Indra menambahkan bahwa dengan adanya dana tambahan ini, seharusnya tidak ada alasan kuat untuk membatalkan kegiatan-kegiatan yang telah dirancang dan disetujui oleh Kepala Perwakilan BKKBN Kalbar, Nuryamin. Bahkan, kegiatan tersebut telah dipersiapkan sejak bulan Mei dan mendapat dukungan dari sponsor swasta, BUMN, dan BUMD.
Namun dalam rapat terakhir panitia, BKKBN memutuskan seluruh rangkaian kegiatan Harganas hanya digelar satu hari saja, yakni pada 18 Juli 2025, terbatas pada acara seremoni menyambut kedatangan Menteri Kependudukan dan Pembangunan Keluarga/BKKBN, H. Wihaji. Sejumlah kegiatan seperti khitanan massal dialihkan ke Kantor BKKBN Kalbar, sementara seluruh acara di Pendopo Gubernur dibatalkan.
Keputusan mendadak ini menuai kekecewaan dari banyak pihak, termasuk panitia, pelaku UMKM, serta masyarakat yang telah mendaftar untuk berbagai lomba dan kegiatan. Bahkan beberapa kegiatan sudah melakukan booking perlengkapan sejak jauh hari.
PIC acara dan MC, Karmini, mengungkapkan seluruh proses pendaftaran peserta hingga pemesanan peralatan kini dibatalkan. “Padahal, semua sudah dibooking sejak lama. Termasuk pendaftaran lomba dan pelaku UMKM yang sudah menyatakan kesediaannya untuk ikut,” jelasnya.
Karmini menyebutkan bahwa bazar UMKM telah menarik animo tinggi dari masyarakat. Awalnya hanya disiapkan 30 stand, namun karena antusiasme, ditambah menjadi 45 stand. Sayangnya, semua itu batal terlaksana.
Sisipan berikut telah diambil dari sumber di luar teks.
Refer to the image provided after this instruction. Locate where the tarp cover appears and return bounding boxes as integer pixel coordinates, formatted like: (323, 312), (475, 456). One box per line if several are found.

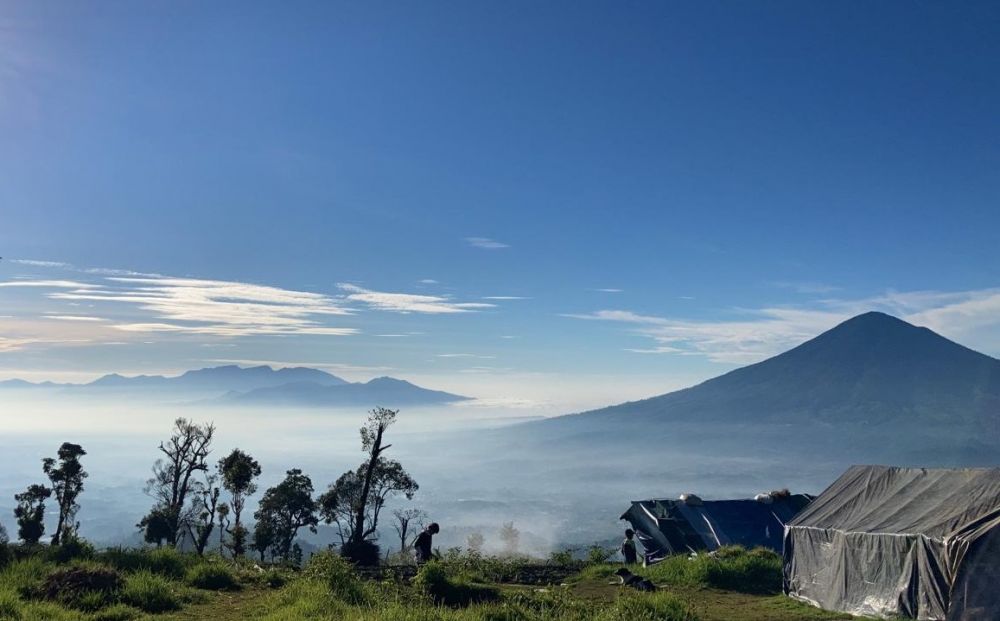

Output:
(784, 466), (1000, 621)
(621, 494), (811, 560)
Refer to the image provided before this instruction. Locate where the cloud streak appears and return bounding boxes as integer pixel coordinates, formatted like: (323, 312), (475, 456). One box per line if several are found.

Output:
(48, 276), (357, 336)
(565, 289), (1000, 364)
(465, 237), (510, 250)
(337, 283), (496, 315)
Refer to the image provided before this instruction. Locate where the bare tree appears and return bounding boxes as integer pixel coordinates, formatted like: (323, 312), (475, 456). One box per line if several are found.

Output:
(319, 458), (419, 544)
(140, 418), (215, 546)
(186, 475), (221, 556)
(392, 509), (427, 552)
(42, 442), (87, 546)
(218, 449), (261, 557)
(352, 408), (399, 544)
(465, 531), (486, 554)
(217, 503), (229, 555)
(500, 522), (521, 556)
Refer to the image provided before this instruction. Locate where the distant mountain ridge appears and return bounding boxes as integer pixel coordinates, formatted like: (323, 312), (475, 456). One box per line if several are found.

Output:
(540, 312), (1000, 429)
(0, 365), (469, 407)
(222, 377), (468, 407)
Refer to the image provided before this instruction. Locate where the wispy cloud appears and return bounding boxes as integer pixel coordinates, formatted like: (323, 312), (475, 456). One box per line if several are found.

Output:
(7, 259), (160, 276)
(0, 278), (98, 289)
(43, 314), (107, 321)
(465, 237), (510, 250)
(48, 276), (357, 336)
(337, 283), (496, 315)
(567, 289), (1000, 364)
(7, 259), (72, 268)
(768, 280), (841, 295)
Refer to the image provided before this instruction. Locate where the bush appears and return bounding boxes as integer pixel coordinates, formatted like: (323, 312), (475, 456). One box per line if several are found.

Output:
(587, 543), (615, 565)
(264, 569), (288, 589)
(413, 561), (500, 606)
(185, 563), (240, 591)
(0, 557), (55, 598)
(303, 552), (366, 604)
(597, 592), (698, 621)
(46, 537), (95, 564)
(0, 589), (21, 619)
(121, 570), (181, 613)
(39, 565), (124, 611)
(549, 548), (580, 566)
(98, 548), (192, 580)
(340, 541), (382, 567)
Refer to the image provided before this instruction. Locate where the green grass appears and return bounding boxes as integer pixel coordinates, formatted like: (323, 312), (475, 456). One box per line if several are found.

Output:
(184, 562), (240, 591)
(121, 570), (183, 613)
(0, 548), (880, 621)
(633, 546), (781, 594)
(97, 548), (190, 580)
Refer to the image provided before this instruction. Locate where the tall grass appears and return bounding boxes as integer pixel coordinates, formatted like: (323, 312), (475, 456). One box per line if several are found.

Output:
(97, 548), (189, 580)
(634, 546), (782, 594)
(121, 570), (182, 613)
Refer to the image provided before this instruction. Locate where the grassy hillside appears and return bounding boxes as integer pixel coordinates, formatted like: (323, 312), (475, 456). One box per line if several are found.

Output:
(0, 544), (876, 621)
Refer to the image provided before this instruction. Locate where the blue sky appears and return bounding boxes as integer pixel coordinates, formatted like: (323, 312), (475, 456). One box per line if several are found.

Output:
(0, 2), (1000, 408)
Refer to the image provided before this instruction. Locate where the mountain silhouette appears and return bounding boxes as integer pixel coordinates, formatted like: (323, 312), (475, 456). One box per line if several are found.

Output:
(221, 377), (469, 407)
(550, 312), (1000, 429)
(0, 365), (470, 407)
(83, 364), (347, 392)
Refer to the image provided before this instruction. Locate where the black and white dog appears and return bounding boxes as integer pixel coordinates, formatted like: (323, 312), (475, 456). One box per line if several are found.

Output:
(615, 567), (656, 591)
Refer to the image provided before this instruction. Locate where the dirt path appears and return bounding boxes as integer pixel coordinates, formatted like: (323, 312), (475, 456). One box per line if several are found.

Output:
(156, 588), (271, 621)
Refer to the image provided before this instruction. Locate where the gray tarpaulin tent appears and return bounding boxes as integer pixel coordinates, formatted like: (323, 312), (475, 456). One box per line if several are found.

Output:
(784, 466), (1000, 621)
(621, 493), (812, 560)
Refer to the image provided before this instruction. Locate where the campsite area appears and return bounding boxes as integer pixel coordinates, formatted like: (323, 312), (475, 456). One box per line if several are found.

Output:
(0, 547), (872, 621)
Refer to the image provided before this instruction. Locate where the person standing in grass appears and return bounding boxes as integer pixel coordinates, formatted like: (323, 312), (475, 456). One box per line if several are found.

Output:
(620, 528), (638, 565)
(413, 522), (441, 565)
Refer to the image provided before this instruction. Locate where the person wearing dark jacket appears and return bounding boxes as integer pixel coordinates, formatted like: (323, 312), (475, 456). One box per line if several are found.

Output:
(620, 528), (638, 565)
(615, 567), (656, 591)
(413, 522), (441, 565)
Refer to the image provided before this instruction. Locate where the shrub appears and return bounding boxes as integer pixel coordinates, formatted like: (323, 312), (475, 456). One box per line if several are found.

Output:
(304, 552), (366, 604)
(597, 591), (698, 621)
(39, 565), (124, 611)
(98, 548), (191, 579)
(636, 546), (782, 594)
(121, 570), (181, 613)
(549, 548), (579, 565)
(46, 536), (95, 564)
(264, 569), (288, 589)
(587, 543), (615, 565)
(413, 561), (500, 606)
(90, 604), (144, 621)
(0, 557), (54, 598)
(185, 563), (240, 591)
(0, 588), (21, 620)
(340, 540), (382, 567)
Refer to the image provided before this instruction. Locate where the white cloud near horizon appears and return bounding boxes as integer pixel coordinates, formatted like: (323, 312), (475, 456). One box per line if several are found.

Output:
(465, 237), (510, 250)
(337, 283), (496, 315)
(565, 289), (1000, 364)
(48, 276), (357, 337)
(0, 278), (98, 289)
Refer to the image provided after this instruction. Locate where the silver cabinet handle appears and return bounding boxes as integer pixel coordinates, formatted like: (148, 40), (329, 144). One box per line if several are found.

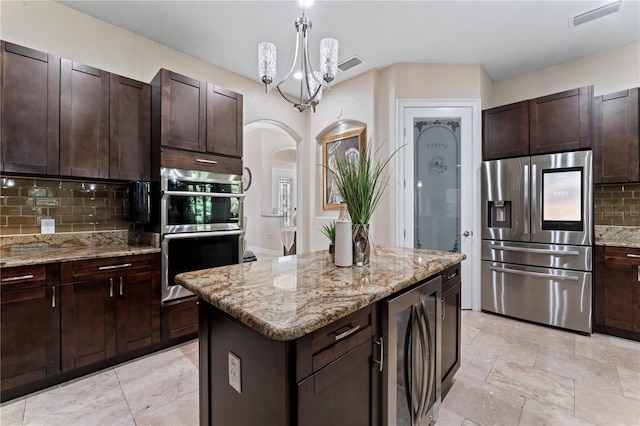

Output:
(196, 158), (218, 164)
(490, 244), (580, 257)
(489, 266), (580, 281)
(2, 274), (33, 283)
(373, 336), (384, 373)
(336, 325), (360, 342)
(98, 263), (132, 271)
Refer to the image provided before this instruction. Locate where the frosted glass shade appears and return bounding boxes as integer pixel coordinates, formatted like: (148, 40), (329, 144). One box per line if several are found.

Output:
(258, 42), (276, 84)
(320, 38), (338, 83)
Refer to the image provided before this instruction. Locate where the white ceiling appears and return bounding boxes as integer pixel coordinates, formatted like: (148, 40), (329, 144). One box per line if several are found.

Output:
(60, 0), (640, 82)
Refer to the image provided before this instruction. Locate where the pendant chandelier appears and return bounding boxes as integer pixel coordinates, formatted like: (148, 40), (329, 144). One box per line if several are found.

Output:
(258, 0), (338, 112)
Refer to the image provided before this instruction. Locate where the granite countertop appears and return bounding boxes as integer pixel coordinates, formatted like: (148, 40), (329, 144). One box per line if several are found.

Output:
(176, 245), (466, 341)
(0, 231), (160, 268)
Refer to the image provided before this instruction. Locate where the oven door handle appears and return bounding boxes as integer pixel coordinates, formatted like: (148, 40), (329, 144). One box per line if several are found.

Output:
(489, 266), (580, 281)
(162, 191), (245, 198)
(164, 229), (246, 240)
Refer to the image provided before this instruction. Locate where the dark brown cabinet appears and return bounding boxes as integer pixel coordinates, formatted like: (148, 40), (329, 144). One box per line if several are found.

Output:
(109, 74), (151, 180)
(61, 255), (160, 371)
(482, 101), (529, 161)
(440, 264), (462, 398)
(200, 302), (381, 426)
(594, 246), (640, 341)
(482, 86), (593, 160)
(593, 88), (640, 183)
(0, 264), (60, 392)
(0, 41), (60, 175)
(207, 83), (242, 157)
(60, 59), (109, 178)
(529, 86), (593, 155)
(151, 69), (243, 162)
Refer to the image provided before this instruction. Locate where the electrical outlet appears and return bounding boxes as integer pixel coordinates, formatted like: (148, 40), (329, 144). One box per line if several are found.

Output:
(229, 352), (242, 393)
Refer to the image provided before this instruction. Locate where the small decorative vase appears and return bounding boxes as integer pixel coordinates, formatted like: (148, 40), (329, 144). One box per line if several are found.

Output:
(353, 223), (371, 266)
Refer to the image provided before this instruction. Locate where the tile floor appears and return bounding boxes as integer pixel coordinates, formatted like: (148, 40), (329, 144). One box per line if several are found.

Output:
(0, 311), (640, 426)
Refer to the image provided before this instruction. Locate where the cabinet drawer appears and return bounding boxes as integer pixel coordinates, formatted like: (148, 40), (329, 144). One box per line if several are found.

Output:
(0, 265), (47, 293)
(441, 263), (460, 293)
(160, 147), (242, 175)
(297, 306), (375, 379)
(61, 254), (151, 283)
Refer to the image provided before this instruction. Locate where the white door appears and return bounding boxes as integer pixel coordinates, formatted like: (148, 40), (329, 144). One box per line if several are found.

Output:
(398, 100), (481, 310)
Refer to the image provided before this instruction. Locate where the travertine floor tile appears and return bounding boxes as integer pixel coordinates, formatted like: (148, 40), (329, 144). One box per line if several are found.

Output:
(576, 383), (640, 426)
(442, 375), (524, 426)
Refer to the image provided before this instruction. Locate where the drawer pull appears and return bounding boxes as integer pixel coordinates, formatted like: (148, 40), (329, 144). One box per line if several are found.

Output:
(336, 325), (360, 342)
(2, 274), (33, 283)
(196, 158), (218, 164)
(98, 263), (131, 271)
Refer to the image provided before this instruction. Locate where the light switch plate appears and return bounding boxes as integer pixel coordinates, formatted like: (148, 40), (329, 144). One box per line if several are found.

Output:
(229, 352), (242, 393)
(40, 219), (56, 234)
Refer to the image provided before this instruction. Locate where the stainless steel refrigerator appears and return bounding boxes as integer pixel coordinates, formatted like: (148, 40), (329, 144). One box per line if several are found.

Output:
(481, 151), (593, 333)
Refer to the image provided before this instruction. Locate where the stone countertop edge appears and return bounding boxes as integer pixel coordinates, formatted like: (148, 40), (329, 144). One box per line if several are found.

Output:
(176, 245), (466, 341)
(0, 246), (160, 269)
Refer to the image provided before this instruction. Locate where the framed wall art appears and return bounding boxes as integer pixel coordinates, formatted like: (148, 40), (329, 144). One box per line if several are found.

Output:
(322, 127), (367, 210)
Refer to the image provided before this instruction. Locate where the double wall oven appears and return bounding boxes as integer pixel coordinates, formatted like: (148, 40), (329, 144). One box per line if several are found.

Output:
(160, 167), (245, 304)
(482, 151), (593, 333)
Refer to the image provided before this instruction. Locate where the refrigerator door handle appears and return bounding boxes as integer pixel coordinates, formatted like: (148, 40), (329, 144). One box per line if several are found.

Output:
(489, 266), (580, 281)
(522, 164), (535, 235)
(490, 244), (580, 256)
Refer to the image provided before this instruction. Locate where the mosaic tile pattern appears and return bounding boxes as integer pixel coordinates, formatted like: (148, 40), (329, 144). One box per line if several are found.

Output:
(0, 175), (129, 235)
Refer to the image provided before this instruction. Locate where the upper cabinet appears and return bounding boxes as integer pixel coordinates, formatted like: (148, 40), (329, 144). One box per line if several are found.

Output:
(109, 74), (151, 180)
(60, 59), (109, 178)
(482, 101), (529, 160)
(151, 69), (242, 158)
(593, 88), (640, 183)
(482, 86), (593, 160)
(529, 86), (593, 155)
(207, 83), (242, 157)
(0, 41), (60, 175)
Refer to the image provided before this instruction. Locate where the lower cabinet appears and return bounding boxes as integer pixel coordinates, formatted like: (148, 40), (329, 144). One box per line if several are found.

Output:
(60, 255), (160, 371)
(440, 264), (462, 399)
(0, 264), (60, 392)
(593, 246), (640, 341)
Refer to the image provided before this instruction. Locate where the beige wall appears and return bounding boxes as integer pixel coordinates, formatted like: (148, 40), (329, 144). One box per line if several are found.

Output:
(482, 43), (640, 109)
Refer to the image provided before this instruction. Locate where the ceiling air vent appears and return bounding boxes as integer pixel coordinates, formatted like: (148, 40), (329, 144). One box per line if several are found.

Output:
(569, 0), (622, 27)
(338, 55), (363, 72)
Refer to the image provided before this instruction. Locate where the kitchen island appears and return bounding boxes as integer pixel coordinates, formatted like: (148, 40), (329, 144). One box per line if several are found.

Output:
(176, 246), (465, 425)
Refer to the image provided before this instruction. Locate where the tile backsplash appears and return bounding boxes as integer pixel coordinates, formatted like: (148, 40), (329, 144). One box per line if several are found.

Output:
(594, 183), (640, 226)
(0, 175), (129, 235)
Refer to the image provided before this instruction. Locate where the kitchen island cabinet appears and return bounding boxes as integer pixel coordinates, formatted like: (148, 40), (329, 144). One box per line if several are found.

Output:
(176, 246), (465, 425)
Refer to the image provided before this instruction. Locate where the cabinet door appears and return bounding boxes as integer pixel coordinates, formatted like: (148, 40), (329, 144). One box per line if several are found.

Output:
(116, 272), (160, 353)
(60, 59), (109, 178)
(595, 247), (640, 337)
(0, 41), (60, 175)
(529, 86), (593, 155)
(593, 88), (640, 183)
(297, 340), (379, 426)
(109, 74), (151, 180)
(207, 84), (242, 157)
(160, 70), (207, 152)
(482, 102), (529, 160)
(441, 274), (462, 398)
(0, 266), (60, 391)
(61, 278), (118, 371)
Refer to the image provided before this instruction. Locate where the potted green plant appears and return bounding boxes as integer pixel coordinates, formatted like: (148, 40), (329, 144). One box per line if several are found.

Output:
(329, 143), (400, 266)
(321, 220), (336, 262)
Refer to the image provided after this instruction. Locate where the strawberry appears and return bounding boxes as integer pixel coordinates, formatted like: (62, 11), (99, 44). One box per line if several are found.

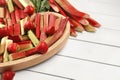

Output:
(2, 70), (15, 80)
(24, 20), (35, 30)
(37, 41), (48, 54)
(24, 5), (34, 15)
(7, 43), (19, 53)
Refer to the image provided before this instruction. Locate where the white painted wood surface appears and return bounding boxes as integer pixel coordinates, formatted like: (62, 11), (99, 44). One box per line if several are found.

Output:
(3, 0), (120, 80)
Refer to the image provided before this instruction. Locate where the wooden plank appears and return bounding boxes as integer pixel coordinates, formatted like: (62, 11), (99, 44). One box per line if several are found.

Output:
(88, 12), (120, 30)
(69, 0), (120, 16)
(71, 27), (120, 47)
(59, 39), (120, 66)
(29, 56), (120, 80)
(14, 70), (69, 80)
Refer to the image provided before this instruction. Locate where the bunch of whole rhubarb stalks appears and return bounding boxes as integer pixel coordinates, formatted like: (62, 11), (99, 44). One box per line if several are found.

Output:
(49, 0), (101, 36)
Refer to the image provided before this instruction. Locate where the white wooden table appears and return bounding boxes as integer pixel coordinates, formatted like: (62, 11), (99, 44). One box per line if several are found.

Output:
(14, 0), (120, 80)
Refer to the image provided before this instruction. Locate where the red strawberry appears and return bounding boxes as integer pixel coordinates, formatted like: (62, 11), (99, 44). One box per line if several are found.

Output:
(7, 43), (19, 53)
(24, 20), (35, 30)
(2, 70), (15, 80)
(37, 41), (48, 54)
(24, 5), (34, 15)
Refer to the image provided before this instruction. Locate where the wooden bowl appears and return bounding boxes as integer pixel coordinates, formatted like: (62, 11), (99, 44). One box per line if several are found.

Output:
(0, 12), (70, 73)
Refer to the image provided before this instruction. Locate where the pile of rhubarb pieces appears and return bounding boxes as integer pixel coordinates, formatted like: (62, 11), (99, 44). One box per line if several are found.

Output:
(0, 0), (101, 80)
(0, 0), (68, 63)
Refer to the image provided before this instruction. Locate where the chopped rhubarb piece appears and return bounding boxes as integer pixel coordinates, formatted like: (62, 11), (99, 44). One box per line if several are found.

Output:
(7, 43), (19, 53)
(0, 0), (6, 6)
(43, 12), (49, 32)
(0, 55), (3, 63)
(7, 26), (14, 36)
(48, 17), (68, 46)
(0, 27), (9, 38)
(14, 24), (20, 36)
(55, 0), (88, 17)
(3, 39), (13, 62)
(35, 13), (41, 38)
(11, 12), (16, 24)
(49, 2), (59, 12)
(24, 20), (35, 31)
(17, 41), (33, 51)
(24, 5), (34, 15)
(15, 7), (20, 23)
(5, 8), (10, 19)
(86, 17), (101, 27)
(47, 13), (56, 35)
(46, 26), (55, 35)
(54, 2), (67, 17)
(0, 7), (5, 18)
(25, 48), (37, 56)
(37, 41), (48, 54)
(2, 70), (15, 80)
(48, 13), (56, 28)
(40, 29), (47, 41)
(0, 23), (6, 28)
(19, 0), (30, 7)
(19, 10), (27, 19)
(84, 25), (96, 32)
(28, 30), (39, 47)
(13, 0), (24, 9)
(70, 28), (77, 37)
(20, 17), (28, 35)
(9, 35), (23, 42)
(40, 15), (44, 31)
(7, 0), (14, 13)
(6, 18), (12, 26)
(69, 18), (84, 32)
(80, 18), (89, 25)
(22, 35), (29, 41)
(0, 37), (8, 55)
(55, 17), (62, 31)
(45, 35), (54, 44)
(0, 18), (3, 23)
(9, 52), (26, 61)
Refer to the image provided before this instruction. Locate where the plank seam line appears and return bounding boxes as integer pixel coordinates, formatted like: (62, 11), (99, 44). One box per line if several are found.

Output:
(57, 54), (120, 68)
(69, 38), (120, 48)
(26, 69), (74, 80)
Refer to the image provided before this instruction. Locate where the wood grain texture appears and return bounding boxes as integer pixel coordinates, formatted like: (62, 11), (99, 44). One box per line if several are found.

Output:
(0, 13), (70, 72)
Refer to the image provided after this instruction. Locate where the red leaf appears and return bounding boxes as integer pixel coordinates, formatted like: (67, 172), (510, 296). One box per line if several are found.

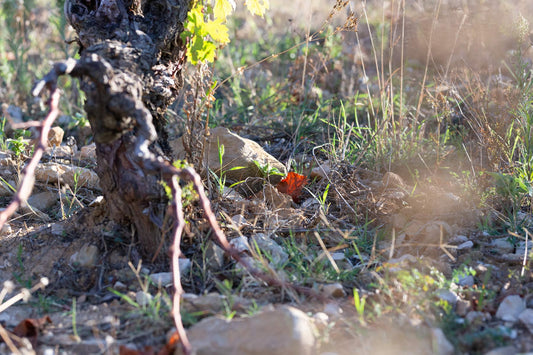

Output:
(276, 171), (307, 202)
(13, 316), (52, 348)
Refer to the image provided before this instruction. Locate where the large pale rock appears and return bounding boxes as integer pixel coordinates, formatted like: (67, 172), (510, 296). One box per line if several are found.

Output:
(518, 308), (533, 334)
(170, 127), (286, 184)
(496, 295), (526, 322)
(188, 307), (315, 355)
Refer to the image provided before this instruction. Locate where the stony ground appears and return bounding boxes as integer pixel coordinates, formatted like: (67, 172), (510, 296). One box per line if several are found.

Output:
(0, 1), (533, 355)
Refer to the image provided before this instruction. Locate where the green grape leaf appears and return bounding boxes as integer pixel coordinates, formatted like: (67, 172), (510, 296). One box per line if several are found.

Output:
(205, 19), (229, 44)
(213, 0), (235, 21)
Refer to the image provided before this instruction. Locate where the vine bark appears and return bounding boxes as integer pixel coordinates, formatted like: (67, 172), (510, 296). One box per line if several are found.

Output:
(65, 0), (190, 257)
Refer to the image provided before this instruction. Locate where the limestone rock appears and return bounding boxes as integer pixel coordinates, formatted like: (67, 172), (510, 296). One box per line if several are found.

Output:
(78, 143), (96, 160)
(431, 328), (454, 355)
(28, 191), (59, 212)
(496, 295), (526, 322)
(518, 308), (533, 334)
(35, 163), (100, 190)
(170, 127), (286, 184)
(188, 307), (315, 355)
(48, 126), (65, 147)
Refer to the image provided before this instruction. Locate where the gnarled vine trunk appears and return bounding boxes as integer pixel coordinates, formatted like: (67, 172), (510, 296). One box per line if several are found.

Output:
(65, 0), (190, 257)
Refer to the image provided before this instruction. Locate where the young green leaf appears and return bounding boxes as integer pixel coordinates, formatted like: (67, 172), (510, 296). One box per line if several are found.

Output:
(213, 0), (235, 21)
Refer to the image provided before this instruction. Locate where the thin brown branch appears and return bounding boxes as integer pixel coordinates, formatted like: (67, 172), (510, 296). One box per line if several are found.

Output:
(171, 175), (192, 355)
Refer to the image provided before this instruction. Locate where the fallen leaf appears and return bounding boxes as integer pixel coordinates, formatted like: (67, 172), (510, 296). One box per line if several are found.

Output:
(13, 316), (52, 349)
(276, 171), (307, 202)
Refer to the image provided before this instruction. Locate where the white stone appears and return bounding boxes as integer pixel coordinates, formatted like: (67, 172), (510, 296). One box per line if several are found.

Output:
(448, 235), (468, 245)
(169, 127), (286, 184)
(78, 143), (96, 160)
(187, 306), (316, 355)
(457, 275), (474, 287)
(28, 191), (59, 212)
(518, 308), (533, 334)
(229, 235), (251, 253)
(496, 295), (526, 322)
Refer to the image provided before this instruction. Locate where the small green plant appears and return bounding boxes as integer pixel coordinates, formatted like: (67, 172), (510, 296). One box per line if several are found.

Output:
(353, 288), (366, 324)
(216, 279), (237, 320)
(70, 297), (81, 343)
(209, 142), (244, 196)
(109, 262), (172, 322)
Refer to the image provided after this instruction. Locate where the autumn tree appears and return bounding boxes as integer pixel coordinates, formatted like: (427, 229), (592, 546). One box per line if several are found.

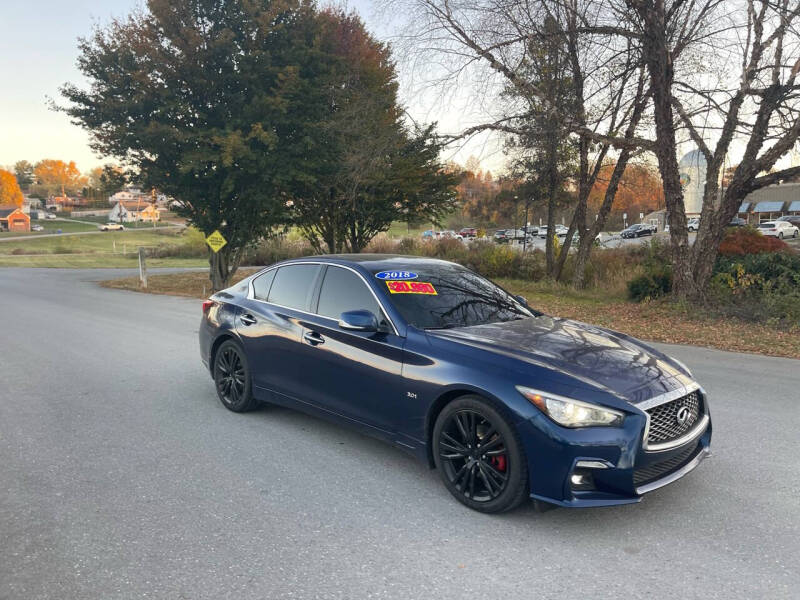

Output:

Kekecewaan juga diungkapkan oleh Selvi, pelaku UMKM asal Kubu Raya. Ia telah mempersiapkan berbagai kuliner untuk ditampilkan di bazar. “Sudah daftar, sudah ajak teman-teman UMKM lain, tapi dibatalkan sepihak. Saya lihat BKKBN tidak profesional. Harusnya lebih transparan sejak awal,” ujarnya kesal.
Sementara itu, Kepala Perwakilan BKKBN Kalbar, Nuryamin, hingga berita ini diterbitkan belum memberikan konfirmasi. Nomor telepon yang dihubungi tidak menjawab.
Situasi ini menimbulkan tanda tanya besar, terutama soal transparansi dana dan manajemen pelaksanaan acara. Publik dan peserta berharap ada penjelasan resmi dari pihak BKKBN Kalbar, mengingat publikasi acara sudah tersebar melalui media massa dan baliho di berbagai titik.